A comparison of 95% CI for \(\theta\) with the data on lifetimes of 10 pieces of equipment (Example 4.1.1)
method lower upper
Normal approx. 11.40 76.60
Sprott 22.69 103.03
LRT 22.80 102.40

Methods for CI

  • Normal approximation \[ W_1(\theta) = \Bigg[\frac{(\hat\theta - \theta)}{\big[I(\hat{\theta})\big]^{-1/2}} \Bigg]^2 = (\hat\theta - \theta)^2 I(\hat\theta) \]

  • Sprott’s method \[ W_2(\theta) = \Bigg[\frac{(\hat\phi - \phi)}{\big[I_1(\hat{\phi})\big]^{-1/2}} \Bigg]^2 = (\hat\theta^{-1/3} - \theta^{-1/3})^2 I_1(\hat\theta^{-1/3}) \]

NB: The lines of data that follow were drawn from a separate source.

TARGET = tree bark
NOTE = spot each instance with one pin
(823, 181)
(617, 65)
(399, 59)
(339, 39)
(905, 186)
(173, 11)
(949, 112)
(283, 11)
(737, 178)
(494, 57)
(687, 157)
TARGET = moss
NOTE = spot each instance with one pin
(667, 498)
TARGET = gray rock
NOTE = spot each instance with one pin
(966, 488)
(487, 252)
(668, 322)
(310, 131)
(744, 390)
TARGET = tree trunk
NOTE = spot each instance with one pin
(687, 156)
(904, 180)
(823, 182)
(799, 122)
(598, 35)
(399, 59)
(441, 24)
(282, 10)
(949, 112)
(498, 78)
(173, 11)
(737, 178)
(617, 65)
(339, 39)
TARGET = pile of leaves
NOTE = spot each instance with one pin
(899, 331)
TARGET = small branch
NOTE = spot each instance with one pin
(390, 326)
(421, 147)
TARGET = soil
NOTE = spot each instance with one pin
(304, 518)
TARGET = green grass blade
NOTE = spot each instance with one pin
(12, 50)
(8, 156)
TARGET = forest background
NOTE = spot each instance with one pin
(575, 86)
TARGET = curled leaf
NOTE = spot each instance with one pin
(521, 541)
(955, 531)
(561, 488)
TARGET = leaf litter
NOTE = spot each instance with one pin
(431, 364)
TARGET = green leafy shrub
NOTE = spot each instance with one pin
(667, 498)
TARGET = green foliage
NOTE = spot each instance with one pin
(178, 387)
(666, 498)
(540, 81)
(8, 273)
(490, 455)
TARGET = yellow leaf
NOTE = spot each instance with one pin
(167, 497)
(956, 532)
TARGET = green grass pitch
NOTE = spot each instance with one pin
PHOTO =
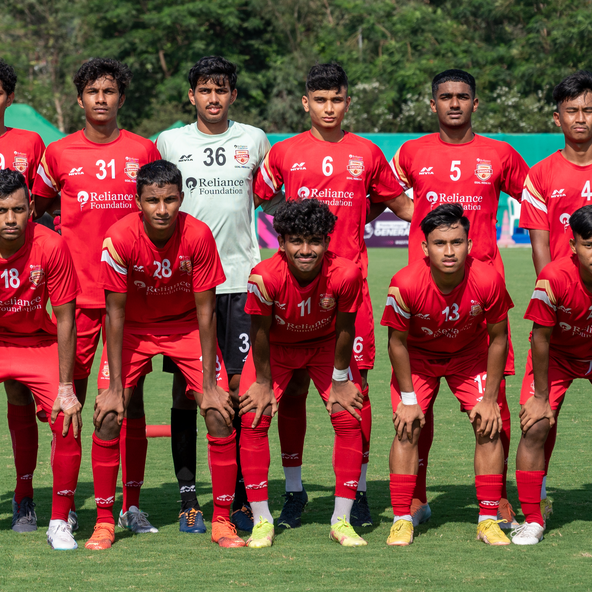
(444, 556)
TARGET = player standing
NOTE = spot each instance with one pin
(217, 158)
(95, 171)
(339, 169)
(303, 303)
(35, 266)
(456, 165)
(560, 351)
(555, 188)
(160, 269)
(440, 312)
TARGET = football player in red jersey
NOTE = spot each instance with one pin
(554, 189)
(457, 165)
(21, 151)
(160, 268)
(303, 303)
(447, 318)
(341, 170)
(95, 171)
(35, 266)
(560, 352)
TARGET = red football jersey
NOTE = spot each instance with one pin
(340, 174)
(472, 174)
(160, 282)
(98, 186)
(554, 189)
(446, 325)
(21, 150)
(39, 271)
(303, 316)
(561, 300)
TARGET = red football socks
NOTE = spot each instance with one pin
(292, 429)
(22, 423)
(222, 461)
(347, 454)
(66, 453)
(489, 493)
(402, 487)
(366, 414)
(529, 493)
(133, 446)
(105, 462)
(255, 456)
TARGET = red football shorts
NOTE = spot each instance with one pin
(364, 344)
(35, 366)
(184, 349)
(319, 361)
(562, 372)
(466, 377)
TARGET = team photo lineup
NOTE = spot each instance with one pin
(151, 249)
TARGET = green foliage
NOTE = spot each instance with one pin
(518, 50)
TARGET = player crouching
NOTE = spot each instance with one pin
(560, 351)
(440, 312)
(160, 268)
(36, 266)
(303, 304)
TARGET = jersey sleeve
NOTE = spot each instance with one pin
(515, 172)
(260, 293)
(542, 308)
(397, 312)
(62, 282)
(533, 213)
(114, 265)
(400, 165)
(207, 272)
(383, 184)
(47, 183)
(268, 179)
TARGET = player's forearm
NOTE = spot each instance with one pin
(540, 345)
(66, 330)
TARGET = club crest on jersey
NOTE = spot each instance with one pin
(20, 163)
(484, 169)
(241, 154)
(37, 275)
(132, 166)
(185, 264)
(355, 166)
(327, 302)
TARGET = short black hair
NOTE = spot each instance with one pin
(581, 222)
(446, 215)
(453, 76)
(304, 217)
(326, 77)
(11, 181)
(159, 173)
(573, 86)
(7, 77)
(214, 68)
(100, 67)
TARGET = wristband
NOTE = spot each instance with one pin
(409, 398)
(66, 396)
(340, 375)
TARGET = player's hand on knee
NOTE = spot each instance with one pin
(346, 394)
(70, 406)
(490, 418)
(256, 400)
(534, 410)
(217, 398)
(405, 417)
(109, 401)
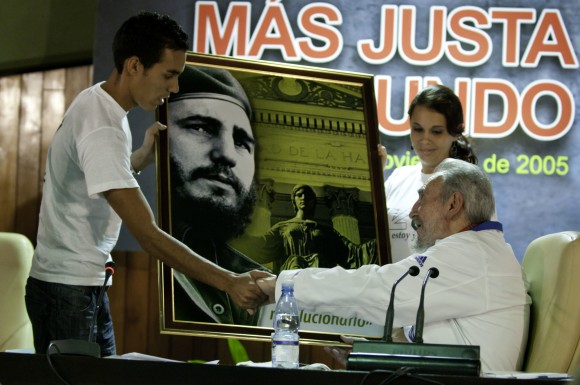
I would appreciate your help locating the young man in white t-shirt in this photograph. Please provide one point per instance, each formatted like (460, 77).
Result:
(90, 188)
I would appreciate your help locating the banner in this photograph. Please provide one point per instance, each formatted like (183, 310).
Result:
(513, 64)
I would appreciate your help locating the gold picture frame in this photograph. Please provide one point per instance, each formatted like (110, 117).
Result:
(312, 126)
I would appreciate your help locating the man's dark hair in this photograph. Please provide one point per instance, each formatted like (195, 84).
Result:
(146, 36)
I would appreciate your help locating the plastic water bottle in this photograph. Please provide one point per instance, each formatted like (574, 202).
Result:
(285, 338)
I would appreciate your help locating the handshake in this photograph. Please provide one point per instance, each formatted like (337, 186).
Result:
(253, 289)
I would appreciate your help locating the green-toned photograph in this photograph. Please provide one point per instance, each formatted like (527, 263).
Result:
(267, 166)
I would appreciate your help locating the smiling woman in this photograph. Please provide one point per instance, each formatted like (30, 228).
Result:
(437, 127)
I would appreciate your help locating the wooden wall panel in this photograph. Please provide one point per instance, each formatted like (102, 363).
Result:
(9, 130)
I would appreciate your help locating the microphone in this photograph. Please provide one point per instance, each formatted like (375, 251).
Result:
(421, 358)
(109, 271)
(387, 337)
(81, 347)
(433, 272)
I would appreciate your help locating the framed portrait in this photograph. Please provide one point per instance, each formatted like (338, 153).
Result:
(267, 166)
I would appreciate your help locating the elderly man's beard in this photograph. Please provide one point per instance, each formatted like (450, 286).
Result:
(210, 217)
(421, 243)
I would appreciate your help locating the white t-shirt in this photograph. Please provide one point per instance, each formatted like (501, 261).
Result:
(401, 194)
(89, 154)
(479, 297)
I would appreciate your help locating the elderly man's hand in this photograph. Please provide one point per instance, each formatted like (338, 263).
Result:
(268, 286)
(339, 353)
(245, 291)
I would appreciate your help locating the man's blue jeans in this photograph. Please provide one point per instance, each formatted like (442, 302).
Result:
(59, 312)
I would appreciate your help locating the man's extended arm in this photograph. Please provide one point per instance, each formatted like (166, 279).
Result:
(130, 204)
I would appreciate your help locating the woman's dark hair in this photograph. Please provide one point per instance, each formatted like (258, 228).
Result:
(443, 100)
(146, 36)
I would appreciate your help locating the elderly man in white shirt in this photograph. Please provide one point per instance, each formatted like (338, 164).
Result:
(480, 295)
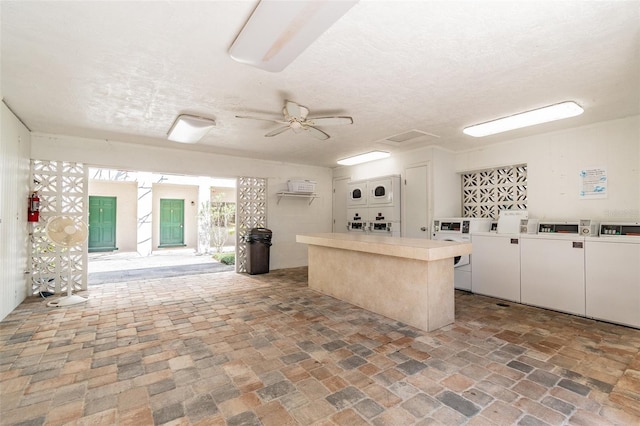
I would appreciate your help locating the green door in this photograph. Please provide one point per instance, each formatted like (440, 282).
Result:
(102, 224)
(171, 223)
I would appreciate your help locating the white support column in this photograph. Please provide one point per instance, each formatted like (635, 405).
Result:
(204, 224)
(145, 208)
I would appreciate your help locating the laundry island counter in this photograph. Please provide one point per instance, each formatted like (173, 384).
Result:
(405, 279)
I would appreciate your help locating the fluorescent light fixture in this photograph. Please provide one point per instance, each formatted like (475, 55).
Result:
(524, 119)
(278, 31)
(363, 158)
(189, 128)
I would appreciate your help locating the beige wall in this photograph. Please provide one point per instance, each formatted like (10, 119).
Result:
(188, 193)
(126, 194)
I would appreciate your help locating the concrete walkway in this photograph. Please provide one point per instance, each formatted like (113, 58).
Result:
(118, 267)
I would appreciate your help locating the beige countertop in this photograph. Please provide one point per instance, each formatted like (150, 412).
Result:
(410, 248)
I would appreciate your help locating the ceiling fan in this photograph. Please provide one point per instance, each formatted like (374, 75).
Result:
(296, 118)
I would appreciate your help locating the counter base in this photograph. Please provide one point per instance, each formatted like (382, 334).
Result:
(416, 292)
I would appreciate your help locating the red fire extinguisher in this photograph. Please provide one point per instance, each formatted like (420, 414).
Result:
(33, 211)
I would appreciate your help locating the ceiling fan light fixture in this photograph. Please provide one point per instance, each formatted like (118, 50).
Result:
(529, 118)
(189, 128)
(279, 31)
(364, 158)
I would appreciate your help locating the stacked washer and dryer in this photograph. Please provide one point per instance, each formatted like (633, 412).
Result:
(373, 206)
(459, 229)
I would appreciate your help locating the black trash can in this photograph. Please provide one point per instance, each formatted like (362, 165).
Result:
(258, 245)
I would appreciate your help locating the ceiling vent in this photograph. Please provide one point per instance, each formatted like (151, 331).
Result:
(409, 136)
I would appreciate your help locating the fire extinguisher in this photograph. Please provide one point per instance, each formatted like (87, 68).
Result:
(33, 211)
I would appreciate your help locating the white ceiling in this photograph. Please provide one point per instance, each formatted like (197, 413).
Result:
(124, 70)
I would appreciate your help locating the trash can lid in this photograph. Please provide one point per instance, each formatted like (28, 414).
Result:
(260, 231)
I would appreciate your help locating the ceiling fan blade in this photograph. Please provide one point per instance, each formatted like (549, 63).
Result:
(277, 131)
(273, 120)
(292, 109)
(316, 133)
(329, 121)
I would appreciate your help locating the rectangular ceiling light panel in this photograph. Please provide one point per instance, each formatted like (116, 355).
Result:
(363, 158)
(189, 128)
(529, 118)
(278, 31)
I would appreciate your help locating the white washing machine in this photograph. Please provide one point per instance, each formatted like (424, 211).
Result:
(496, 265)
(459, 229)
(612, 268)
(373, 206)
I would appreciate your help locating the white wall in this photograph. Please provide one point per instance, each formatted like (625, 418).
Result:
(554, 161)
(290, 217)
(14, 229)
(445, 186)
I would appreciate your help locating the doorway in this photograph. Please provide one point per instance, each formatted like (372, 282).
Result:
(102, 224)
(416, 202)
(171, 223)
(340, 190)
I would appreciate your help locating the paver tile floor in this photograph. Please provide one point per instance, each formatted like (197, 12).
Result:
(235, 349)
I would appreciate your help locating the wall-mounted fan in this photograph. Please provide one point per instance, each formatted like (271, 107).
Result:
(296, 118)
(67, 232)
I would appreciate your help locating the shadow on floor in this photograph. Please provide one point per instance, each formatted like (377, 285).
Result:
(96, 278)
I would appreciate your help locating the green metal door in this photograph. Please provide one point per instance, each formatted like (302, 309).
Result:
(102, 224)
(171, 223)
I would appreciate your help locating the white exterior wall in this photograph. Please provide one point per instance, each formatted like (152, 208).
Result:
(290, 217)
(14, 229)
(554, 161)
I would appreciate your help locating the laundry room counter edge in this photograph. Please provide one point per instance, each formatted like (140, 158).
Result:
(405, 279)
(410, 248)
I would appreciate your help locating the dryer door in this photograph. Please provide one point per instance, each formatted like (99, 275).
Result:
(381, 192)
(458, 261)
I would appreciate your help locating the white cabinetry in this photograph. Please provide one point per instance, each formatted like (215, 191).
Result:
(496, 265)
(613, 279)
(552, 272)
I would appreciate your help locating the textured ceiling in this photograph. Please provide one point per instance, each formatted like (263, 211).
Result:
(125, 70)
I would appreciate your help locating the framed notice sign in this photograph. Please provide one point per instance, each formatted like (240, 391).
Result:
(593, 183)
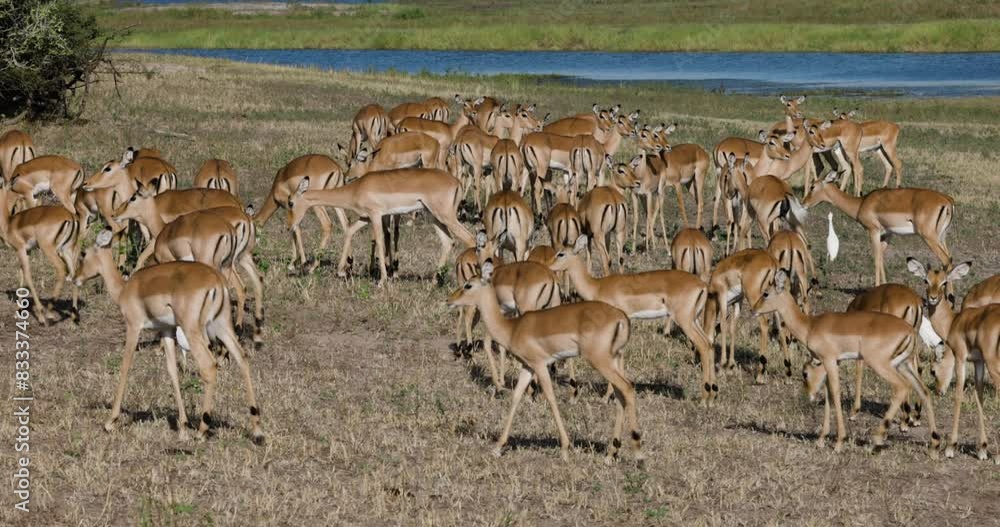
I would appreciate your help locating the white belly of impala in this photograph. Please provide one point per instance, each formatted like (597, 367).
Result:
(906, 228)
(561, 355)
(405, 209)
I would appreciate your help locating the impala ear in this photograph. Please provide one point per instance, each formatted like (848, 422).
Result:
(128, 157)
(916, 267)
(780, 279)
(487, 271)
(104, 238)
(959, 271)
(303, 186)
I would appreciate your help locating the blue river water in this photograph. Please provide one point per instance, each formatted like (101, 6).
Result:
(909, 74)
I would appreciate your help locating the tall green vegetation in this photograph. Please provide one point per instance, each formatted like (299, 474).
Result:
(49, 51)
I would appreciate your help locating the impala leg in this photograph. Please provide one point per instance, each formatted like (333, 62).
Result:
(833, 382)
(960, 357)
(545, 380)
(170, 353)
(859, 372)
(250, 269)
(900, 389)
(918, 386)
(131, 343)
(232, 344)
(523, 379)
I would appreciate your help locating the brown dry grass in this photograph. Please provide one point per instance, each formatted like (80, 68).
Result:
(370, 419)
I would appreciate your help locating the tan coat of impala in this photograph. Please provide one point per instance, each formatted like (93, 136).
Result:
(509, 222)
(880, 136)
(323, 173)
(60, 175)
(218, 174)
(186, 303)
(16, 147)
(884, 342)
(593, 330)
(371, 124)
(51, 228)
(388, 193)
(677, 295)
(887, 212)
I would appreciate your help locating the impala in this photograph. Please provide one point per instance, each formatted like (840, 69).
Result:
(677, 295)
(55, 231)
(509, 171)
(401, 150)
(842, 138)
(60, 175)
(370, 124)
(743, 275)
(186, 303)
(899, 301)
(16, 147)
(882, 341)
(886, 212)
(691, 251)
(433, 108)
(602, 212)
(323, 172)
(791, 251)
(509, 221)
(217, 173)
(594, 330)
(880, 137)
(223, 237)
(387, 193)
(971, 335)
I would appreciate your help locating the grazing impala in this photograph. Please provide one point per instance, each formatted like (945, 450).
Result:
(370, 124)
(880, 137)
(594, 330)
(886, 212)
(54, 230)
(677, 295)
(16, 147)
(433, 108)
(60, 175)
(388, 193)
(884, 342)
(217, 173)
(509, 222)
(187, 303)
(691, 251)
(323, 173)
(602, 212)
(970, 335)
(743, 275)
(842, 138)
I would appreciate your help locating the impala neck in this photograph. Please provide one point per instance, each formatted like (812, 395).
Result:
(793, 317)
(500, 327)
(109, 272)
(584, 283)
(843, 201)
(942, 317)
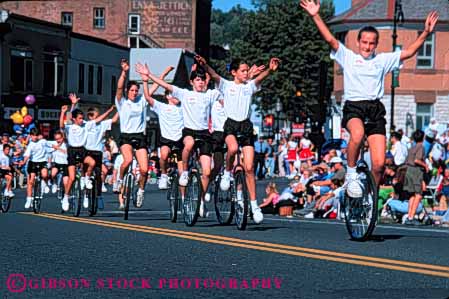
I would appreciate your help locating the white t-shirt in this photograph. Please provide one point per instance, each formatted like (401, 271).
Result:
(57, 156)
(170, 120)
(132, 114)
(237, 98)
(4, 161)
(364, 78)
(218, 115)
(37, 151)
(95, 132)
(196, 106)
(76, 135)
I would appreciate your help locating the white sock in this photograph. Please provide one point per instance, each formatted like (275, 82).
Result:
(351, 170)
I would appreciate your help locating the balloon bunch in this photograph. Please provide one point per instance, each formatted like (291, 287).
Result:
(23, 122)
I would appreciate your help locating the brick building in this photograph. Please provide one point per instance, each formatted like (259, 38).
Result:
(130, 23)
(424, 80)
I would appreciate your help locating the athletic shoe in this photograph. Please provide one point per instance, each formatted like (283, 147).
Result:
(140, 197)
(86, 202)
(257, 215)
(184, 179)
(28, 202)
(54, 188)
(100, 203)
(88, 183)
(225, 182)
(353, 186)
(207, 197)
(203, 210)
(163, 182)
(65, 203)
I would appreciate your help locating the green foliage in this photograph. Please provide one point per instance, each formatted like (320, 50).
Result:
(280, 29)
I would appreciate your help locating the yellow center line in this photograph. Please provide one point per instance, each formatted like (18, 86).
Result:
(278, 248)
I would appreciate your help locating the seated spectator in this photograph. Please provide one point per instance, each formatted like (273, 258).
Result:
(414, 175)
(268, 206)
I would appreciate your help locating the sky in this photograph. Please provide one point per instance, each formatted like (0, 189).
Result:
(225, 5)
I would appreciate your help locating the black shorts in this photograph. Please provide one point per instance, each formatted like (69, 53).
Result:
(218, 143)
(75, 155)
(137, 141)
(372, 113)
(97, 156)
(35, 167)
(202, 137)
(243, 128)
(62, 168)
(174, 146)
(4, 172)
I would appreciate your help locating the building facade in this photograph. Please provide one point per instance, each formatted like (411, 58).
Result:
(423, 90)
(130, 23)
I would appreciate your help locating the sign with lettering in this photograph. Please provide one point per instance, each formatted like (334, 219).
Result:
(165, 18)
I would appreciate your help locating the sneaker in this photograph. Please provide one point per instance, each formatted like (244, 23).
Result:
(54, 188)
(28, 202)
(203, 210)
(88, 183)
(353, 186)
(86, 202)
(140, 197)
(65, 203)
(225, 182)
(207, 197)
(163, 182)
(184, 179)
(100, 203)
(257, 215)
(309, 216)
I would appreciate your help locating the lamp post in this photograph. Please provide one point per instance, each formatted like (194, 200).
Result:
(278, 109)
(398, 17)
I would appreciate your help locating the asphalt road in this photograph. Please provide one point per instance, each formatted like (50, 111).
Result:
(54, 255)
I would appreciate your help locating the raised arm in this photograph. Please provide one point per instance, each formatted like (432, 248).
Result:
(104, 115)
(121, 81)
(313, 10)
(208, 69)
(274, 64)
(61, 117)
(430, 23)
(144, 70)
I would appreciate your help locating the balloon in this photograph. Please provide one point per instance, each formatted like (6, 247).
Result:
(28, 119)
(17, 118)
(30, 99)
(17, 129)
(24, 111)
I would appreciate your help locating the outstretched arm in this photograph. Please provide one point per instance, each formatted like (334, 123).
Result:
(431, 21)
(104, 115)
(121, 81)
(208, 69)
(144, 70)
(61, 117)
(274, 64)
(313, 10)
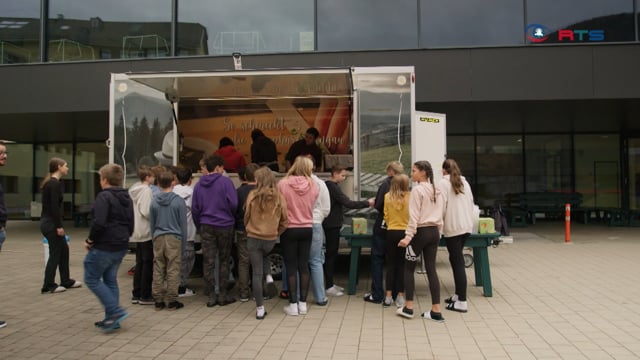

  • LRT \[ W_3(\theta) = 2\ell(\hat\theta) - 2\ell(\theta) = 2r\Big[(\hat\theta/\theta)-1-\log\big(\hat\theta/\theta\big)\Big] \]

  • \(W_j(\theta) \sim \chi^2_{(1)}\;\;j=1, 2, 3\;\;\text{under $H_0$}\)

Comparisons between normal approximations and LRT

Type II censoring plan

  • Assume lifetime \(T\sim\text{Exp}(\theta)\)

  • Let \(t_{(1)} < \cdots < t_{(r)}\) be the \(r\) smallest lifetimes observed from an experiment with \(n\;(\geq r)\) subjects

  • The joint distribution of \(t_{(1)}, \ldots, t_{(r)}\) \[\begin{align} f_T(t_{(1)}, \ldots, t_{(r)}) &= \frac{n!}{(n-r)!}\Big[\prod_{i=1}^r(1/\theta)e^{-t_{(i)}/\theta}\Big]\Big[e^{-t_{(r)}/\theta)}\Big]^{n-r} \notag \\[.3em] & = \frac{n!}{(n-r)!} \;\big({1}/{\theta}\big)^r\;e^{-\frac{1}{\theta}\big[{\color{purple}\sum_{i=1}^r t_{(i)} + (n-r)t_{(r)}}\big]}\notag \\[.25em] & = \frac{n!}{(n-r)!} \;\big({1}/{\theta})^r \;e^{-{\color{purple}T_0}/\theta}\label{joint-type2} \end{align}\]


  • The log-likelihood function \[\begin{align} \ell(\theta) &= -\frac{1}{\theta}\sum_it_{(i)} -r\log(\theta) - (1/\theta)(n-r)t_{(r)} +\text{Const.} \notag \\ & = -\frac{1}{\theta}\Big[\sum_{i=1}^r t_{(i)} + (n-r) t_{(r)} \Big] -r\log(\theta)+ \text{Const.} \notag \\ & = -\frac{T_0}{\theta} -r\log(\theta) + \text{Const.} \label{logL-type2} \end{align}\]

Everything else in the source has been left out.